Let's assume you forgot to setup your username in .hgrc and you've just fired off the old add-commit. You haven't pushed (and we'll assume no one had the ability to pull) yet so no one has to know about your silly mistake and crazy machine name. Just run hg rollback to eliminate that last commit but be forewarned that you can't rollback a rollback. For simpler cases where you've added, removed or something similar but haven't committed yet just use hg revert. You can also use hg revert filename to undo changes to a particular file.

Also, I'm enjoying using mercurial.el in emacs. Just drop mercurial.el into your emacs/site-lisp directory and (require 'mercurial) into your .emacs file. C-c h s does hg-status and C-c h c will start a commit but allow you to unmark any files you don't want to commit before doing so. C-c h a is hg-add and C-c h U is hg revert, C-x v u being for the current file only. C-c h < works as hg-pull and C-c h u is hg-update. Finally, C-c h > is hg-push. There you have it folks. Mercurial in a paragraph. I'm a bit tired so that's all for tonight. See you tomorrow.

Quick Mercurial Tip

posted on 2008-10-17 19:20:36

I hadn't actually looked into ignoring files with Mercurial until today. You can set up a file in the root of your repository called .hgignore that will make your life a bit easier. Mercurial will read that file (which is a list of patterns in glob or regexp format) and will ignore any files that match those patterns when it does it's versioning work. So, want to ignore anything under the unversioned directory, mercurial configuration files and any temporary files? Here you go:


syntax: glob

unversioned/*
.hgrc
.hgignore
*~
\#*
*.elc
.DS_Store


Also, there are some great mercurial articles here. I'm also playing around with Zach Beane's ZS3 library. Nice stuff. Also nice is his Common Lisp small project guide. That's damn handy. Unfortunately, all I'm using S3 for at the moment is to store RedLinux (695mb iso) and drakma currently requires loading the full file in memory to upload it with PUT. I guess I'll be keeping an eye on Edi Weitz then. More later...

Hangman's Hope

posted on 2008-10-17 08:02:04

The last week has been really, really hard. Mostly because I've been confronted with something I hoped wouldn't have to happen: The necessity of returning to academia. I've applied to a few more jobs and we'll see what happens there. I got turned down by King & Spalding in a letter today and am going to call tomorrow and ask why. I'm really just not getting enough done on my own to justify being out of school. I'm not learning enough. Perhaps I do need the structure. I'm disappointed but I have to re-evaluate based on my experience. State changes and given my present state I'm looking at returning to SPSU in the Spring or Fall of next of year. There's some notion of transferring to GA Tech as well but I'm not sure what I think about that.

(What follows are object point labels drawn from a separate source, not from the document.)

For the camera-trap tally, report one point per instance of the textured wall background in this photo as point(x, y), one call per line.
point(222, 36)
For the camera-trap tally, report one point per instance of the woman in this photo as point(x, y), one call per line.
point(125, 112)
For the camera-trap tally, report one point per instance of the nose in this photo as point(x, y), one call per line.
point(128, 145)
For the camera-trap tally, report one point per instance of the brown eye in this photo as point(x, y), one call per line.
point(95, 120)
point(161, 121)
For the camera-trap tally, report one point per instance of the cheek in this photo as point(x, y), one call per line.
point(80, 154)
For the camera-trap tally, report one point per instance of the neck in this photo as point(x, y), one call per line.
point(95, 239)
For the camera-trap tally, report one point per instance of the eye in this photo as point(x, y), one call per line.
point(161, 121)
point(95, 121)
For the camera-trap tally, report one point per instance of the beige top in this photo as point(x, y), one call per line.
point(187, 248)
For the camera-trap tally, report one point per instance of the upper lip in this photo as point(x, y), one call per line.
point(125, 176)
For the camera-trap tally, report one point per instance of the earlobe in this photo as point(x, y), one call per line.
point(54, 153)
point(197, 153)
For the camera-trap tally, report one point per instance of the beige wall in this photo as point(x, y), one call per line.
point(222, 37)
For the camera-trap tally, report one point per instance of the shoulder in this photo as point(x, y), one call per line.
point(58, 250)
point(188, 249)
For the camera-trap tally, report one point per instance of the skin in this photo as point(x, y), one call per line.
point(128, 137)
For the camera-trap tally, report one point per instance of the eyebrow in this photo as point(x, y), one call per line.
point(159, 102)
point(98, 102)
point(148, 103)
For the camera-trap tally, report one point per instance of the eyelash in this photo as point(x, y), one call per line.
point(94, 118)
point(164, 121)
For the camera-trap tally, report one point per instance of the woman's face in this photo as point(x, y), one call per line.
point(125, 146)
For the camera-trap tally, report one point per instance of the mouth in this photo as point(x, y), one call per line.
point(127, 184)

One nice thing about SPSU would be that I'd at least have the spare time to continue pursuing LISP and other personal studies. It's also worth noting that a significant motivation in this year off was to at least get the fundamental concepts of programming down some before being buried in the specifics of the monstrous languages used to instruct most Freshman in Computer Science these days (i.e. Java; pythonistas at Tech, you're lucky).

Anyway, tonight I was frustrated with the fact that I hadn't written any code in a long time and I hadn't written a real program of my own in an even longer time. For one reason or another, implementing Hangman in Common Lisp seemed like a good idea. Now, I'm not claiming that hangman is ever any great feat...except maybe if you write it in BrainFuck. Nor is it any great feat to write it in under a hundred lines. Worse still is that it lacks any ASCII art. That said, I did this in a few hours, found it pretty fun and think it came out fairly readable and concise in the end. After all, how couldn't it? It's hangman.


;; Hangman
;; Brit Butler
;; v.01
;; Feature Ideas: ASCII hangman. Eliminate explicit elt references and other hackish
;; stuff, especially show-letter. Import dictionary in place of *word-list*.

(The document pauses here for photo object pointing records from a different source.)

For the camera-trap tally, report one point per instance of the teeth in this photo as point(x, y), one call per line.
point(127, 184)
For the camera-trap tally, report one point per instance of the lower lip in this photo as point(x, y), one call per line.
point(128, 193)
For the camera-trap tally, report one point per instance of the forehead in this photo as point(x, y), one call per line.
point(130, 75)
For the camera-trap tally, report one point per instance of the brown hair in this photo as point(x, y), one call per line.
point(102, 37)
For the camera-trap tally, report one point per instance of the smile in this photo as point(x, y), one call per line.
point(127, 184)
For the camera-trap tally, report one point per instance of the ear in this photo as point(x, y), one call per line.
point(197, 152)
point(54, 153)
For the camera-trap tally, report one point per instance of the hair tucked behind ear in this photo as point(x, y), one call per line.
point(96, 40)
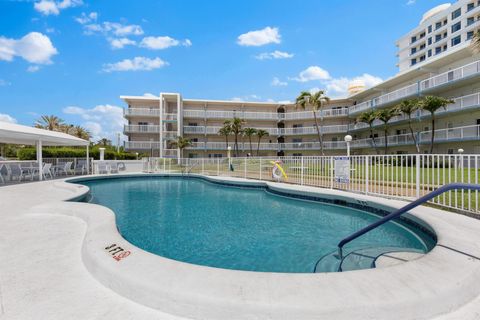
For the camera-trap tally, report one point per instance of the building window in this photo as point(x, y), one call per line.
point(457, 13)
point(457, 26)
point(456, 40)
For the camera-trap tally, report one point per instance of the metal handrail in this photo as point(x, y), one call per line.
point(399, 212)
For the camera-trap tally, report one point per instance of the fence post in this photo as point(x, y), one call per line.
point(301, 172)
point(245, 169)
point(260, 169)
point(332, 172)
point(367, 178)
point(417, 176)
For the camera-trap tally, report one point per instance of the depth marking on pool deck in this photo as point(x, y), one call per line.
point(117, 252)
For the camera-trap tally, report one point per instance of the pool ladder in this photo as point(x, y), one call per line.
point(399, 212)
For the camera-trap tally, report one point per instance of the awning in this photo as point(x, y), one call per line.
point(18, 134)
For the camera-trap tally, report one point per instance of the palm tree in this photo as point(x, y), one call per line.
point(316, 100)
point(236, 125)
point(226, 130)
point(52, 123)
point(432, 104)
point(249, 133)
point(408, 108)
point(260, 134)
point(476, 42)
point(104, 142)
point(385, 115)
point(80, 132)
point(182, 143)
point(369, 118)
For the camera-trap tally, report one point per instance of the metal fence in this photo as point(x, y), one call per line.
point(397, 176)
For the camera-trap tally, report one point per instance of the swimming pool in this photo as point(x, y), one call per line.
point(195, 221)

(defparameter *word-list* '("cookies" "kittens" "fairies"
"unicorns" "words" "linux"
"lisp" "music" "songs"
"sex" "love" "fun"
"code" "cease" "and"
"desist" "read" "print"
"eval" "loop" "macro"))

(defparameter *turn-count* '())
(defparameter *letters-picked* '())
(defparameter *word-in-progress* '())
(defparameter *solved-word* '())

(defun hangman ()
(setf *turn-count* 7)
(setf *letters-picked* '())
(select-game-type)
(work-on-word))

(defun select-game-type ()
(if (y-or-n-p "Would you prefer to have a word chosen at random?")
(set-the-words (elt *word-list* (random (length *word-list*))))
(set-the-words (string-downcase (read-prompt "Please input your desired word: ")))))

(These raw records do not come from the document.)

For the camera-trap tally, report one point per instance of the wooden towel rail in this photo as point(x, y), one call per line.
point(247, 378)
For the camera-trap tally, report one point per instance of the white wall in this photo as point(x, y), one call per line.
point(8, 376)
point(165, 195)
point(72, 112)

(defun set-the-words (word-of-the-run)
(setf *solved-word* word-of-the-run)
(setf *word-in-progress* (make-array (length word-of-the-run)
:initial-element #\- :element-type 'character))
(format t "~a~%" *word-in-progress*))

(defun read-prompt (query-string)
(format *query-io* query-string)
(read-line *query-io*))

(defun check-letter (letter)
(if (already-picked? letter)
(format t "You already picked that goofball! Try again...~%")
(push letter *letters-picked*))
(cond ((is-in-word? letter) (show-letter letter))
((not (is-in-word? letter)) (decf *turn-count*)
(format t "Nope. Not in there. ~a turns left.~%" *turn-count*))))

(defun is-in-word? (letter &key (start 0))
(position letter *solved-word* :start start))

(defun already-picked? (letter)
(position letter *letters-picked*))

(defun show-letter (letter)
(setf (elt *word-in-progress* (is-in-word? letter)) letter)
(format t "~a~%" *word-in-progress*))

(defun pick-a-letter (&key (message "Pick a letter please: "))
(let ((rtn (read-prompt message)))
(if (> (length rtn) 1)
(pick-a-letter
:message "We only need ONE letter thank you very much. Try again: ")
(check-letter (elt rtn 0)))))

(defun work-on-word ()
(pick-a-letter)
(word-finished?))

(defun word-finished? ()
(if (= *turn-count* 0)
(game-over)
(if (string= *solved-word* *word-in-progress*)
(play-again? "Congratulations.")
(work-on-word))))

(defun game-over ()
(format t "Sorry. The word was ~a.~%" *solved-word*)
(play-again? "You're all out of turns. Game over."))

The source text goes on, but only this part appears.